Our environment is becoming increasingly contaminated both due to a variety of different natural phenomena and due to the introduction of man-made pollutants into the air and water by industrial nations around the globe. Common examples of man-made pollutants introduced into the air include airborne particulates produced by combustion in hydrocarbon-burning power plants, incinerators, industrial processes of various kinds like smelting operations, nitric and sulfuric acid plants, internal combustion engines, etc. For the most part, such pollutants comprise oxidation products of carbon, sulfur, nitrogen, lead, zinc, and other elements. For example, since coal includes traces of various impurities, including lead, zinc, silver, etc., when coal is burned the carbon in the coal as well as these impurities are oxidized. Finally, the sulfur oxides and nitrogen oxides produced from the combustion of fuels containing sulfur compounds and the combustion of fuels that contain nitrogen compounds form acids that contribute to acid rain, an increasingly significant environmental concern.
Many approaches have been developed to treating the combustion products of hydrocarbon-burning power plants, incinerators, industrial processes, internal combustion engines, etc. to control the introduction of airborne particulates from these sources.
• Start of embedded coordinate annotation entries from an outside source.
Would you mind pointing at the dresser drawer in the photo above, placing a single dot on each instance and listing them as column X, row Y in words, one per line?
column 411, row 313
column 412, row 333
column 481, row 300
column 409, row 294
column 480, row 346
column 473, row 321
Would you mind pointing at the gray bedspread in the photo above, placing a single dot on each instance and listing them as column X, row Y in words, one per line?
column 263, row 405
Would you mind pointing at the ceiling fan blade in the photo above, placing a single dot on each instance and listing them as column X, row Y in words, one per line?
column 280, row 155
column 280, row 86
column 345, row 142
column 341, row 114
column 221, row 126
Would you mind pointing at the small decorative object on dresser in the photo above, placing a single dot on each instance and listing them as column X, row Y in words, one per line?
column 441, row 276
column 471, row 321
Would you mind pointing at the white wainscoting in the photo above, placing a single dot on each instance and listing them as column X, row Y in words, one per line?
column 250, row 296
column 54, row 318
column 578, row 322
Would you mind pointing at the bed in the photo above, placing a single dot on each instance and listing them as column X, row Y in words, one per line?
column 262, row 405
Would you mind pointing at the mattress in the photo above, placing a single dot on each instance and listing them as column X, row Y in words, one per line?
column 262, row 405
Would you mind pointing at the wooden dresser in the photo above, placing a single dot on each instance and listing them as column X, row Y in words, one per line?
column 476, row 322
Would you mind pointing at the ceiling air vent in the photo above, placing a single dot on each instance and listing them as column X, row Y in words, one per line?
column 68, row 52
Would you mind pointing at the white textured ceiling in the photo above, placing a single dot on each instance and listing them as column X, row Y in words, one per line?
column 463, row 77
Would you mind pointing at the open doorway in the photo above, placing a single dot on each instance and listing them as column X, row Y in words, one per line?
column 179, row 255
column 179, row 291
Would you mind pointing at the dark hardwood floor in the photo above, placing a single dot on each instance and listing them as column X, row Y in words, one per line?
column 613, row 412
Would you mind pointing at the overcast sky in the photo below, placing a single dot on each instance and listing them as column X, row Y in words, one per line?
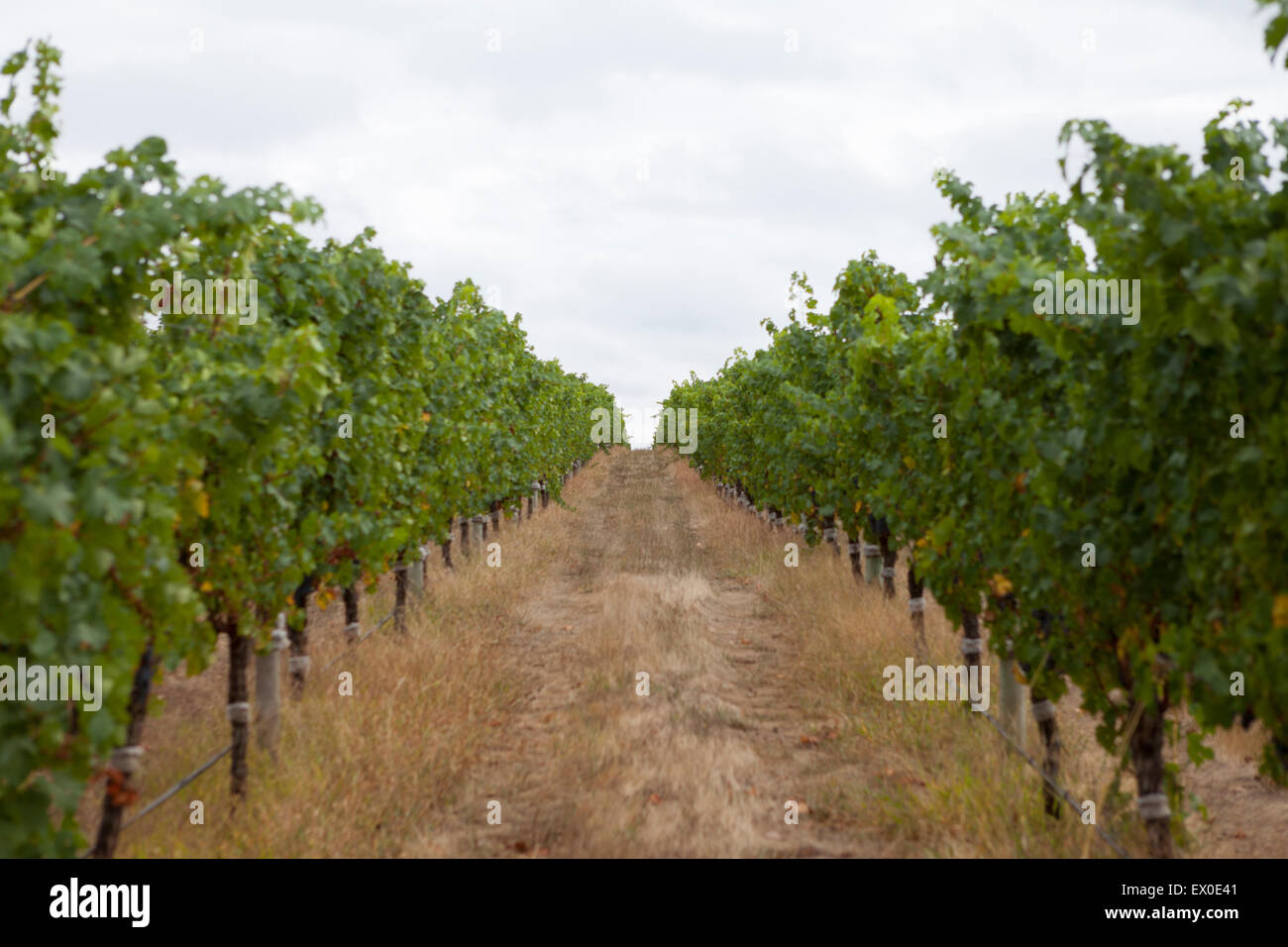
column 639, row 179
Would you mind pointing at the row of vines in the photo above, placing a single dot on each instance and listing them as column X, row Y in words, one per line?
column 1107, row 489
column 193, row 472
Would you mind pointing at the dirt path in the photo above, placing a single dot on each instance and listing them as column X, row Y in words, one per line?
column 518, row 684
column 585, row 766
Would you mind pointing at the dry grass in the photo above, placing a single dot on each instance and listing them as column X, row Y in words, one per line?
column 518, row 684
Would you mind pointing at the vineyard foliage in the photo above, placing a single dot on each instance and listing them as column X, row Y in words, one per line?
column 1000, row 440
column 168, row 474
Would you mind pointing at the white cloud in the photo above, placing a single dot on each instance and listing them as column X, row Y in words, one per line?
column 639, row 179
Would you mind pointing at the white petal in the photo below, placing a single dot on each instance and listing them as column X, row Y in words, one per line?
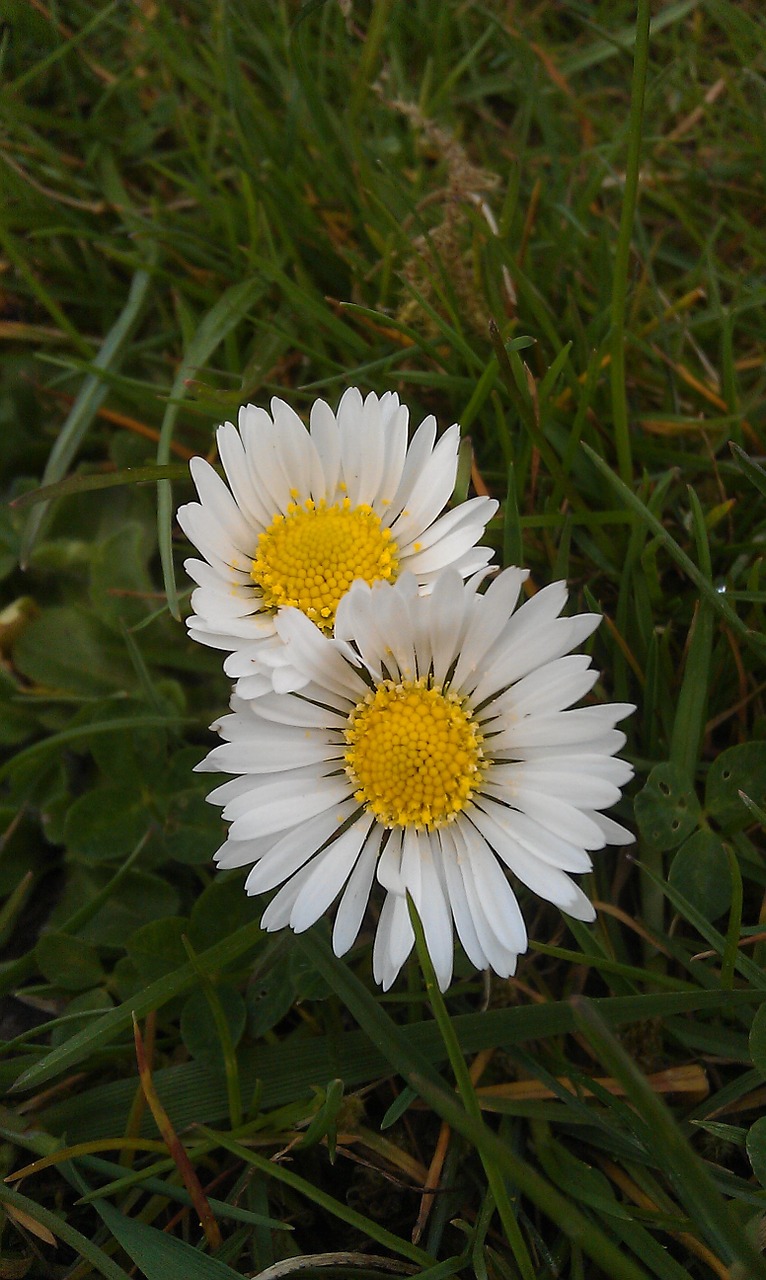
column 356, row 894
column 543, row 880
column 393, row 940
column 240, row 853
column 434, row 914
column 461, row 913
column 329, row 873
column 315, row 657
column 513, row 658
column 488, row 617
column 279, row 807
column 431, row 490
column 418, row 455
column 217, row 498
column 295, row 449
column 296, row 848
column 498, row 901
column 235, row 464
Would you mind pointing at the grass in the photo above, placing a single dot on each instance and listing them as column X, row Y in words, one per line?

For example, coal-burning power plants often employ scrubbing processes that use calcium compounds that react with sulfur oxides to form gypsum. Unfortunately, the substantial amounts of waste products produced by such scrubbing processes present serious disposal problems. Where possible, low-sulfur coals are used in coal-burning power plants to reduce scrubbing requirements, but this increases the costs of power generation. Alternatively, sulfur oxide emissions are reduced by operating the plants at lower temperatures, but this leaves some of the heating value of the coal untapped.
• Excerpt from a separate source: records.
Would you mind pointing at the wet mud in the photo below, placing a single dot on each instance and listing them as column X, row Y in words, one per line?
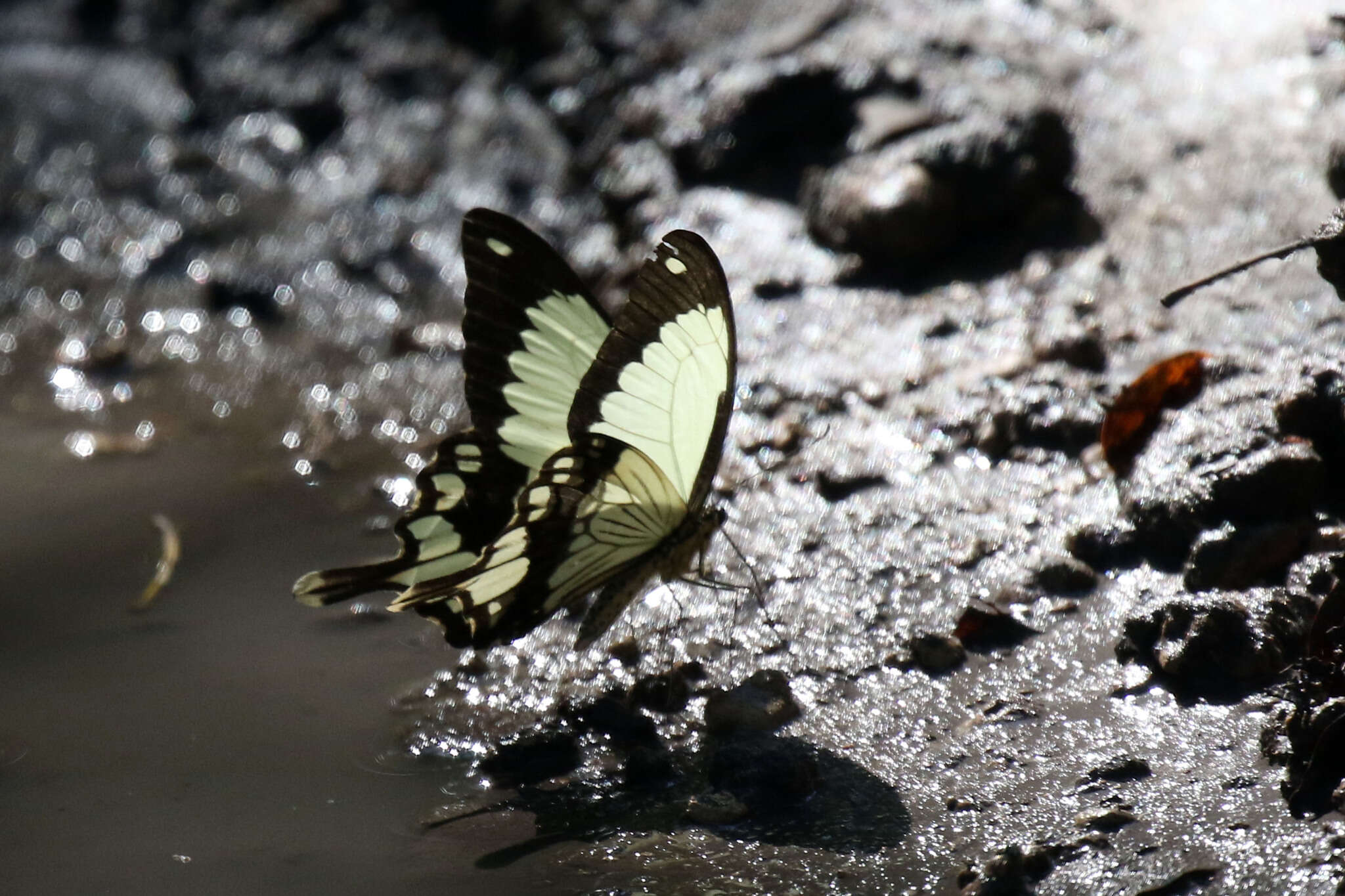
column 984, row 660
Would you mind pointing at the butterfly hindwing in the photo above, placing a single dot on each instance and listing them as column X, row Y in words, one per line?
column 441, row 532
column 531, row 332
column 626, row 498
column 663, row 379
column 598, row 509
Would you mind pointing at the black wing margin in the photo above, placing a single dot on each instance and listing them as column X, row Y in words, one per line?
column 500, row 289
column 658, row 296
column 455, row 513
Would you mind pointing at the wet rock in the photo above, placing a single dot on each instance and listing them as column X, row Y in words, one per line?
column 761, row 704
column 533, row 759
column 912, row 202
column 1105, row 545
column 716, row 807
column 1066, row 576
column 984, row 628
column 834, row 486
column 1048, row 408
column 1118, row 770
column 757, row 124
column 638, row 172
column 627, row 652
column 1079, row 345
column 617, row 719
column 1336, row 169
column 650, row 767
column 762, row 242
column 1218, row 645
column 1232, row 558
column 1222, row 458
column 888, row 117
column 1016, row 871
column 937, row 653
column 764, row 771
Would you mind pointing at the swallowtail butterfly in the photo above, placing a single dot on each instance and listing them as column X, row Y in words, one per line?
column 592, row 450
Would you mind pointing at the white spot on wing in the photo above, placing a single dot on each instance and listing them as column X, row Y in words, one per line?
column 666, row 402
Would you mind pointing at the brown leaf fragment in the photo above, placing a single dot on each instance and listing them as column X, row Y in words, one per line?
column 1134, row 416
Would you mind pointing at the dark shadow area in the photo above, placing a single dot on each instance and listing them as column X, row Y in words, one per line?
column 1061, row 222
column 752, row 785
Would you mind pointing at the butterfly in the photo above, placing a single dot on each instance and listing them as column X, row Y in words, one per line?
column 592, row 450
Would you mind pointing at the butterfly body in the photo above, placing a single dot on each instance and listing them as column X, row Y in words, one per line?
column 594, row 448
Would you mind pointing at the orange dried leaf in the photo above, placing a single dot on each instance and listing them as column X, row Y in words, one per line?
column 1132, row 418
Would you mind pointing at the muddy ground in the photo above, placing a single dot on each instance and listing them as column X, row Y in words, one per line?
column 231, row 295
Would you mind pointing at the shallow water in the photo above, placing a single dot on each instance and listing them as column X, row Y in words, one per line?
column 227, row 740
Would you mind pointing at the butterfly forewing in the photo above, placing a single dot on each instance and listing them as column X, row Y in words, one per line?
column 663, row 379
column 595, row 509
column 531, row 332
column 648, row 429
column 600, row 441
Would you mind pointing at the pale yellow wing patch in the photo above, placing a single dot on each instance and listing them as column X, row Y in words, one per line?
column 665, row 403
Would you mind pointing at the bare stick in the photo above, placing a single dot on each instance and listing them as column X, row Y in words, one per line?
column 1283, row 251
Another approach to treating such emissions has been to use electrostatic precipitators to enhance the removal of particulates. In this approach various types of ionizers are used to create ions that attach themselves to the particulates. The resulting charged particulates are then collected as such in an electrostatic precipitator.
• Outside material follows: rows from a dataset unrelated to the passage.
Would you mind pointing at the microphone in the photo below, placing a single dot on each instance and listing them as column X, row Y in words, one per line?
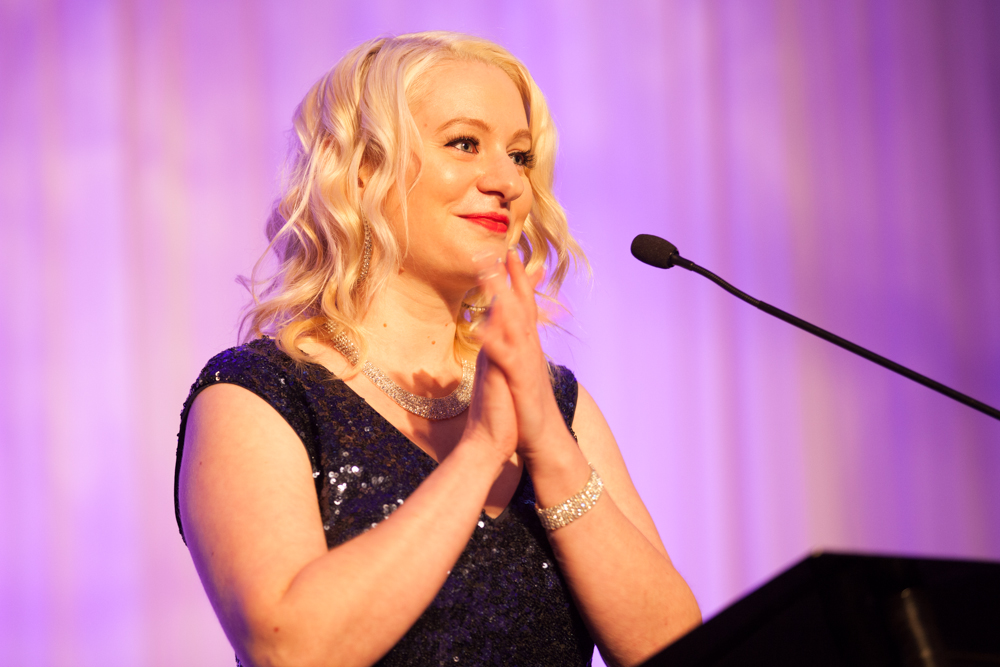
column 663, row 254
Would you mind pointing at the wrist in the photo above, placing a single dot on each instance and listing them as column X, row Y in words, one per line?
column 480, row 454
column 558, row 472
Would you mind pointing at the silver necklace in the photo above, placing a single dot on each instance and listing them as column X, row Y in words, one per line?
column 434, row 409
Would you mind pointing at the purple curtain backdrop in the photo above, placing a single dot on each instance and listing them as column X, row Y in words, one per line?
column 839, row 159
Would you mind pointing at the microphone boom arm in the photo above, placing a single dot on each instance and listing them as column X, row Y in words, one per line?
column 677, row 260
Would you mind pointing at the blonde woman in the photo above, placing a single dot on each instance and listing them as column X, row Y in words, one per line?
column 390, row 472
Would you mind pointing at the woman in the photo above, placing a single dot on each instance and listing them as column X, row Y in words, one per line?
column 339, row 517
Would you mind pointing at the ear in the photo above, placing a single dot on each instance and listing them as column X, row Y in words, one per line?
column 364, row 173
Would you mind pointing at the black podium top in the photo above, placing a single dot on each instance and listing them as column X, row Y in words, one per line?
column 833, row 610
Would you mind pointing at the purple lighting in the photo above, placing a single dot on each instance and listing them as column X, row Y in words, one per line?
column 839, row 159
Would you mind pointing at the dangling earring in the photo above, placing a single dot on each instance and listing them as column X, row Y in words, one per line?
column 366, row 253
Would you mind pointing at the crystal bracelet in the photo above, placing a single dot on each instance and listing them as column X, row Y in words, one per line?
column 572, row 509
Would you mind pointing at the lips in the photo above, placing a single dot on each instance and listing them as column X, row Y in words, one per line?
column 495, row 222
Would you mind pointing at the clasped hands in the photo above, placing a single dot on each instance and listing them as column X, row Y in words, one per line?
column 513, row 406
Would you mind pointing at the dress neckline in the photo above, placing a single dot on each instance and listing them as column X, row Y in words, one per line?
column 365, row 405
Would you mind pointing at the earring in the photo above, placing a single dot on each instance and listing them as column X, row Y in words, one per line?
column 476, row 310
column 366, row 253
Unfortunately, the prior approaches to controlling the introduction of combustion-produced airborne particulates have met with one or more serious problems. For example, they have not been able to reduce emissions to acceptable levels, they have been inordinately expensive to build or operate, and they have been energy inefficient.
The present invention provides apparatus and methods for treating an air flow containing particulate combustion products to reduce them to elemental material and water. The apparatus and methods of the invention also provide means for removing the elemental material, leaving a cleansed and greatly improved air flow and making it possible to recover valuable elemental materials where desired. Finally, the present invention achieves all of these objectives in a highly energy-efficient manner.
Fullerenes are one of the valuable elemental materials that can be recovered using the apparatus and method of the present invention. Fullerenes are a very dear and industrially important form of carbon comprising a large closed-cage molecule made up of 60 or more sp2-hybridized carbon atoms, arranged in hexagons and pentagons. Currently, fullerenes are known in the form of spheriods (“buckminsterfullerene”) and cylindrical or torroidal shapes (“nanotubes”). Various complex and expensive processes are known for producing fullerenes. Because the processes are so complex, and the yields so low, the resulting product is very, very expensive. The present invention provides a far more efficient and inexpensive method for producing these materials.
Since the apparatus of the present invention operates on only a small amount of energy, when the apparatus is used to treat the emissions of a coal-operated power plant, carbon may be recovered from the plant's smokestack and repeatedly re-used to fuel combustion, greatly enhancing the efficiency of the power plant.
Finally, the present apparatus is also useful in reducing landfill requirements. For example, since the invention is so efficient in cleaning the air, it makes possible the use of incinerators which have been heretofore banned or discouraged because of the difficulty of effectively controlling the air pollution that they produce. Thus, many materials that otherwise would be incinerated have been land-filled, unnecessarily wasting substantial landfill area. If such materials could be burned in incinerators and treated in the present apparatus this would greatly reduce the volume of the remaining material (primarily the collected elemental material) which could then be land-filled, taking up substantially less landfill area. Furthermore, already buried landfill material may be mined, incinerated, treated in accordance with the present invention and returned to the landfill to greatly reduce the volume of the mined landfill, substantially extending the lifetime of the landfill.